Previous Pilot breakdowns:
Veronica Mars

Continuing my series of breaking down pilot episodes, today's archived tweet-thread changes things up by examining a comedy, the American version of THE OFFICE. You can find the original tweet-thread here. This pilot was written by Greg Daniels, based on the British series created by Ricky Gervais & Stephen Merchant.

A reason I wanted to do a pilot like THE OFFICE is the other two I did were "premise pilots." They're clearly Chapter 1s of a long story. THE OFFICE is - mostly - a story that could have happened at any point in that season. We come into an already established situation. There's definite value in writing a pilot that shows exactly what a typical episode will be, rather than just setting up the premise.

And we're off. Mockumentary concept in place from frame one. Michael's meeting with Jim about his sales. Michael's phone call establishes: he's the manager, his company sells paper products, and he's awkward. Self-consciously looks at camera.

Next, Michael addresses the camera, taking us on a tour and filling in exposition. "People say I am the best boss... You're hilarious." He has a "World's Best Boss" mug. Which he bought himself. That's a great little detail. Then we met Jim, who CLEARLY couldn't care less about his job. Michael comes in and tells an outdated joke. Jim is clearly tired of it but endures it. Dwight plays along.

Michael is caught without an agenda in meeting with his boss Jan. Problem: moments ago we've seen him tell Pam to throw it out. And Pam has to say that. In front of Jan. The reaction shots of Pam and other reacting in horror are critical. They show us the characters are as horrified by Michael as we are.

A series of shots shows the rumor about downsizing spreading through the office. Good quick way to meet everyone.

Temp Ryan arrives. Michael has a new audience for all his "Hilarious" jokes. Another reminder that EVERYTHING Michael does is playing to the camera.

Dwight bickers with Jim that some of Jim's stuff is spilling onto Dwight's desk. Instantly we know, he's THAT guy. Then we get kind of a soft break to Act One, Dwight talking head about not being scared of downsizing. Not a huge plot twist.

Michael's looks to camera are often unconscious, checking to see if they got this. Jim's are communication, "You're seeing this, right?"

Dwight says he's "Assistant Regional Manager," Michael corrects, "Assistant TO THE Regional Manager." That dynamic is fully formed in a few words.

Pam is shy, but when Michael puts her on the spot after lying to the office about downsizing, she corrects his account.

Jim knows Pam's favorite yogert.
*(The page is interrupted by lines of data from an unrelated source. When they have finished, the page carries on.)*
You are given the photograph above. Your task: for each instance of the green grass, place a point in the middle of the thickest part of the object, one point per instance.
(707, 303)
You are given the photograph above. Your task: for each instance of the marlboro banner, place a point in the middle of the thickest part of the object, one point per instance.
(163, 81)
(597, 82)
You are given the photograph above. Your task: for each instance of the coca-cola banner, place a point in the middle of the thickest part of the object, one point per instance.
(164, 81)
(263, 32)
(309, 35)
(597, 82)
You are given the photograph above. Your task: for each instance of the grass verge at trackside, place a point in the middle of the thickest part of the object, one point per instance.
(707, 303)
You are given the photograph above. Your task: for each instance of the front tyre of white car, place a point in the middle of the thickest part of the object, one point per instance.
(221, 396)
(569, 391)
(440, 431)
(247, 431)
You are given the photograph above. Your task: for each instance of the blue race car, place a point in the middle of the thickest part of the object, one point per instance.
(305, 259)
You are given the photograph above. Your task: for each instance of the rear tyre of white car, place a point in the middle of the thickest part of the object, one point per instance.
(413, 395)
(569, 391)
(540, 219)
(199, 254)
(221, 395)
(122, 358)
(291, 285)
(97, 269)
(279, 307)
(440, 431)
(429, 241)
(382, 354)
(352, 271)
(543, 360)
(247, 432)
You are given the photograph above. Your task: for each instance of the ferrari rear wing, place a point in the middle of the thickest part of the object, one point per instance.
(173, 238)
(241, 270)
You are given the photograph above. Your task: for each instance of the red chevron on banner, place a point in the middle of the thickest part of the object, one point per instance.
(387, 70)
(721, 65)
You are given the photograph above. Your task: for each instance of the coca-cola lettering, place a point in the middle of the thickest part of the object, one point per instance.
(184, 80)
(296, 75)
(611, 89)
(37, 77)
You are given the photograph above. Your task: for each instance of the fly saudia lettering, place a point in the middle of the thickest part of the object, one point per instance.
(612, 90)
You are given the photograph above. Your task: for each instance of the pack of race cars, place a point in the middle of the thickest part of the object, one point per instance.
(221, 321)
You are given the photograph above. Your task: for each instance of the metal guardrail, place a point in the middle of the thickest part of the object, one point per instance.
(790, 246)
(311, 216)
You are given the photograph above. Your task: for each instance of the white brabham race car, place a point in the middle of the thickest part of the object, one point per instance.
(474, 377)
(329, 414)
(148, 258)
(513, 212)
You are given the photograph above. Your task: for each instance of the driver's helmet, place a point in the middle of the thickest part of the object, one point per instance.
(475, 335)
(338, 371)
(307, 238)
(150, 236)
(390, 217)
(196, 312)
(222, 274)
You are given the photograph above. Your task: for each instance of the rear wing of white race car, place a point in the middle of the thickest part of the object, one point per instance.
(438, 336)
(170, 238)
Pam is beaming when she finds out he knows that. Again, sets up THAT relationship.

Jim pranks Dwight by putting a stapler in jello. Shows Jim takes more pride in the pettiness of his pranks than his work. Also, by EATING jello when Dwight gets mad, he shows he's not above pushing buttons in a petty way. Jim always has to spike the ball.

There's a Pam/Jim exchange at the desk that's shot from a distance, implying they don't know they're being filmed at that moment. It's also we learn that Pam is engaged to Roy, who doesn't give her permission to go out for a drink with the rest of the office.

Talking head: Jim is asked if he'll be invited to the wedding. He doesn't answer. Shows the documentary crew KNOWS the story they're chasing.

Michael pulls a "prank" on Pam, accusing her of theft (of post-it notes, he eventually says) and saying he's gonna have to let her go. Michael thinks he's being funny, Pam gets upset. Michael's joke is way out of line for a boss. Even HE seems to get that when he claims Ryan was in on it. Scenes like that are an effective way of cranking up the awkwardness of what it's like to be stuck with a boss like Michael. (Been there).

Pam has another moment with Jim that's interrupted by Roy. It's worth noting who gets the most screentime with each other.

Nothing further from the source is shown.